Unpaid debts and cash flow problems lead to one third of business failures. Less than half of UK invoices are paid on time. Eight out of 10 companies make more than 90% of their sales on credit terms. And the factoring and invoice discounting sector continues to grow at a healthy rate.
In 2000, the 35 members of the Factors and Discounters Association (FDA) lent £6.2bn, a 26% rise on 1999. Statistics from Bibby Group of Factors suggest that in the last four years the number of companies using factoring rose by 80%, while those using bank overdrafts fell by 40%.
True, the sector has a mere 28,000 clients out of an estimated 250,000 potential customers in the UK. But given that the client base continues to grow and that banks are diversifying into factoring, this type of financing warrants a closer look.Sense of adventure
Factors and invoice discounters argue that they provide funds on a more adventurous basis than traditional lenders. Typically, they lend up to 85% against debtors as opposed to a bank's more cautious 50%. Asset-based lenders lend up to 50% against stock compared with a bank's 10% against finished stock, and will look at lending against land, buildings, plant and machinery. Not to be dismissed when you need that extra dollop of funds to expand or plug a gap.
Alison Small, business development director at Venture Finance, says that 'as a business you have to look at what factoring can provide for you: money to grow your business and credit control. Companies need customers and sales, but they need cash flow too, it's the life-blood of any business.'
The deal can also be quick. Key your details on to Bibby's website and it will come back with an immediate online decision as to whether it will accept you as a client.Daring with debt
But how can factors afford to take so much more of a financial risk with clients? David Marsden, chairman of the FDA, explains: 'We are in day to day contact with our clients, viewing the turnover when it comes in and so on, which gives us a higher level of confidence than a traditional lender would have.'
Which inevitably means greater interference in a client's business affairs. The other drawback is that factoring does not suit every type of business. It is especially geared towards funding change and growth, with management buyouts and buy-ins the favourite fodder. It likes retail, manufacturing, wholesale and distribution for their cut and dried products, for which invoices can be speedily dispatched. Sectors with protracted and complicated contractual arrangements causing invoicing delays are not favoured. But where the nature of your business might cause a problem, geography will not.
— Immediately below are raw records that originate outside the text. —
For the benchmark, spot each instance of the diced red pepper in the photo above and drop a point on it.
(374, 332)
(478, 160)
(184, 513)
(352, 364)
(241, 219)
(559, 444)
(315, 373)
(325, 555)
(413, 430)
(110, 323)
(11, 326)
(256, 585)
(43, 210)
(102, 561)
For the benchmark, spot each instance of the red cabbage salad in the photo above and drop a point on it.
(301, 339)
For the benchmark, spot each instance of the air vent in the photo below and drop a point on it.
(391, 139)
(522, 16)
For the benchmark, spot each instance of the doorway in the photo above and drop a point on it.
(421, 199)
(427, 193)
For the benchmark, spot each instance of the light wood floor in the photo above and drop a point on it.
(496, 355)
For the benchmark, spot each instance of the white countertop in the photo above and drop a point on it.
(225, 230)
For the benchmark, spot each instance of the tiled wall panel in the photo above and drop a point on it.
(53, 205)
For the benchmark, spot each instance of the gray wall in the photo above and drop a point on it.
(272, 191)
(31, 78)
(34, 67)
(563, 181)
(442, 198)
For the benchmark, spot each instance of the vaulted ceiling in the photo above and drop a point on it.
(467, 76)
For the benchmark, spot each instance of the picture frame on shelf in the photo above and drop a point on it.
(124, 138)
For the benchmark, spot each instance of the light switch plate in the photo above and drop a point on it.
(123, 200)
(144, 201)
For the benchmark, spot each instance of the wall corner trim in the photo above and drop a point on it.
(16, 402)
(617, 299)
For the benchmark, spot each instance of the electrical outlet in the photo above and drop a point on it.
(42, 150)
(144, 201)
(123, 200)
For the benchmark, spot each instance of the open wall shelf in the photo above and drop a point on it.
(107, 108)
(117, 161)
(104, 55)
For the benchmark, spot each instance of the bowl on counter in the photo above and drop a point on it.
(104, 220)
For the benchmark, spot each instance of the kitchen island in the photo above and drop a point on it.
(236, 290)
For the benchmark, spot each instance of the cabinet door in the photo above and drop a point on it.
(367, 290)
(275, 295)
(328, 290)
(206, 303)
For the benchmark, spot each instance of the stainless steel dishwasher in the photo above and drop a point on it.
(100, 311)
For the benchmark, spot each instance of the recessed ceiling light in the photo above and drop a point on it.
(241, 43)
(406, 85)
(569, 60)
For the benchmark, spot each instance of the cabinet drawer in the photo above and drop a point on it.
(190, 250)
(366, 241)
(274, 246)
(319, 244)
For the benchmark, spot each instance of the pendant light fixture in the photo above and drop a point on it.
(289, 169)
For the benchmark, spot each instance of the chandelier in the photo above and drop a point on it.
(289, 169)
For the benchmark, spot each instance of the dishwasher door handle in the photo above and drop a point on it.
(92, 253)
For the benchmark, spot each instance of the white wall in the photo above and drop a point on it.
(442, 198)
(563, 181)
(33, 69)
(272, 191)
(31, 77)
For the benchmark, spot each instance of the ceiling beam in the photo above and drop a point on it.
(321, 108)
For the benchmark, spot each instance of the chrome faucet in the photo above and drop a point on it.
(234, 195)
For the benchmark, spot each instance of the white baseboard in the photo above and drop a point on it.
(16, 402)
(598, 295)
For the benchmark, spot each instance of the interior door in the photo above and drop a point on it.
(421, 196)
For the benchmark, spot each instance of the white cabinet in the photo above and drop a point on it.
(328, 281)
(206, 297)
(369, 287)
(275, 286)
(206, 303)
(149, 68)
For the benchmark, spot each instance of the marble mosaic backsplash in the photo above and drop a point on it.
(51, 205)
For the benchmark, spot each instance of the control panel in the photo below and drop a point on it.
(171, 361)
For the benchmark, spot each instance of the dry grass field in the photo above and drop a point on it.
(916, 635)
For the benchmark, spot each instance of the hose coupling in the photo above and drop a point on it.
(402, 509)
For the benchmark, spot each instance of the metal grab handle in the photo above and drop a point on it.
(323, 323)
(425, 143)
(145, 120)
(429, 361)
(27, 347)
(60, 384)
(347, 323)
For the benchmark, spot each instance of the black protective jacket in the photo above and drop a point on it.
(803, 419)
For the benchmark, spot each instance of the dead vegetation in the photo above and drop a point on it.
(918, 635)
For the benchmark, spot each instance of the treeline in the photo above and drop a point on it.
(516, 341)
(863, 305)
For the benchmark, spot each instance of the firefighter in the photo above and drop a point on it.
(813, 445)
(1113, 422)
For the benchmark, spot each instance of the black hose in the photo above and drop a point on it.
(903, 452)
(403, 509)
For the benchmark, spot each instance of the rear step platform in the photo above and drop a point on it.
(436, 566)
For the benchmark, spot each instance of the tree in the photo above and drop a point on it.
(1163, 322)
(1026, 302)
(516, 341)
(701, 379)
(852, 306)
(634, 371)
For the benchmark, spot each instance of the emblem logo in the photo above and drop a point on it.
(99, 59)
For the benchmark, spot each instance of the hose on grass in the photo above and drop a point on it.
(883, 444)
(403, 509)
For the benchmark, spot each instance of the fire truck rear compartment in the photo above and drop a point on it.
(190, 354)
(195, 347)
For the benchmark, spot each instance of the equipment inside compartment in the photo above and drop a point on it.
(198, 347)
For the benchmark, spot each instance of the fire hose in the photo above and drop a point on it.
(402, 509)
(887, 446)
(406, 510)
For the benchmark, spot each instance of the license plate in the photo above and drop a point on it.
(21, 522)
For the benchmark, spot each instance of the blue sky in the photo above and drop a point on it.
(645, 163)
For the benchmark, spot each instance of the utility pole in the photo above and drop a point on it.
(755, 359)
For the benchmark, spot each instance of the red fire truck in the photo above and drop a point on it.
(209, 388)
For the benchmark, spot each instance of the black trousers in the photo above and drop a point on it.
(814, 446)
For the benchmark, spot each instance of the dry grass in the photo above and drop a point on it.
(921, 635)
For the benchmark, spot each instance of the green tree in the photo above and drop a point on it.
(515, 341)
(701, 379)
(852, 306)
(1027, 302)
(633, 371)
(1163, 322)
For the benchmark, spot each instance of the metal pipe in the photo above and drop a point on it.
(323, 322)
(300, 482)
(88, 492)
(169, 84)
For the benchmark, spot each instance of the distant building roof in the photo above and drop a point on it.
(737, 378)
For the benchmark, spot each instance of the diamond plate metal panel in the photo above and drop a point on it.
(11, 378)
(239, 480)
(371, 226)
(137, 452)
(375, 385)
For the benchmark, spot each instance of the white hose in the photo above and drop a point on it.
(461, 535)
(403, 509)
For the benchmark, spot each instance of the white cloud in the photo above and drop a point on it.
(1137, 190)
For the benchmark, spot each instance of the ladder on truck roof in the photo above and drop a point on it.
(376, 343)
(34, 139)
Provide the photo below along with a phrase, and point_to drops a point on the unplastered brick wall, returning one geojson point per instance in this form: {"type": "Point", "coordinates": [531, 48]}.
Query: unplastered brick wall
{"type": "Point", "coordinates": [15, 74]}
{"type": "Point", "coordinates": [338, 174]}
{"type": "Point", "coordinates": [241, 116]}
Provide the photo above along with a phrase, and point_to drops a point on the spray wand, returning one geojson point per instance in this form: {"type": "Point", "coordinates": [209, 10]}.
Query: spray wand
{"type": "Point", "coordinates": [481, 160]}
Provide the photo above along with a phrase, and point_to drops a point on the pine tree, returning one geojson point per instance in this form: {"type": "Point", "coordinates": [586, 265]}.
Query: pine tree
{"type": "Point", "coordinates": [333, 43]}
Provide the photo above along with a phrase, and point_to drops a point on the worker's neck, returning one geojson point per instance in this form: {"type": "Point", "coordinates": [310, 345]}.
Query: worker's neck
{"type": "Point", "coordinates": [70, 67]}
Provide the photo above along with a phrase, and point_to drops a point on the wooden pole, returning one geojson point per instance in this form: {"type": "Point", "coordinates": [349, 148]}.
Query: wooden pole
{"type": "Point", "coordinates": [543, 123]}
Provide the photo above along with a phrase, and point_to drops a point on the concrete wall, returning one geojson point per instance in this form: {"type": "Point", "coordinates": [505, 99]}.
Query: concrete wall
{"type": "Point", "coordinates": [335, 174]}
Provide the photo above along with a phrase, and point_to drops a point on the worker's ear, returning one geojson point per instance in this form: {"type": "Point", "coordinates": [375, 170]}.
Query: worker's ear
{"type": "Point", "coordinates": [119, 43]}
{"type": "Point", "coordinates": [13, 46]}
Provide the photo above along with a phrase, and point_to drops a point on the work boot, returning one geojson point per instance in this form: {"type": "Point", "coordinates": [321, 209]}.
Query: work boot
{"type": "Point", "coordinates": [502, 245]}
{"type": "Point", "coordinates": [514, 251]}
'Our turnover for international factoring has grown by 20% in the past year,' says Dianne Blinkhorn, sales and marketing manager at Bibby. 'Due to increasing globalisation, this is a growing area in which UK-based clients use us to collect debts from overseas clients. We have multi-lingual teams to specifically deal with this.'
For those considering factoring, PricewaterhouseCoopers offers a free advisory service to bring together factor and client. Peter Buckle, partner at PwC, says 'match-making depends on a number of things, including the amount of money required and whether the client is looking for specifics. We tailor a number of asset-based lenders to a client and then it's up to the client to choose.'
Money up front
Founded in 1997 by Juliette Irvine, Bestecs is an IT recruitment specialist based in Stockport. The company needed extra capital to fund its growth and signed a factoring agreement with Venture Finance, which gives it 90% of invoice value up front. Bestecs pays under 2% above base rate for the loan and an annual charge of 1% of turnover.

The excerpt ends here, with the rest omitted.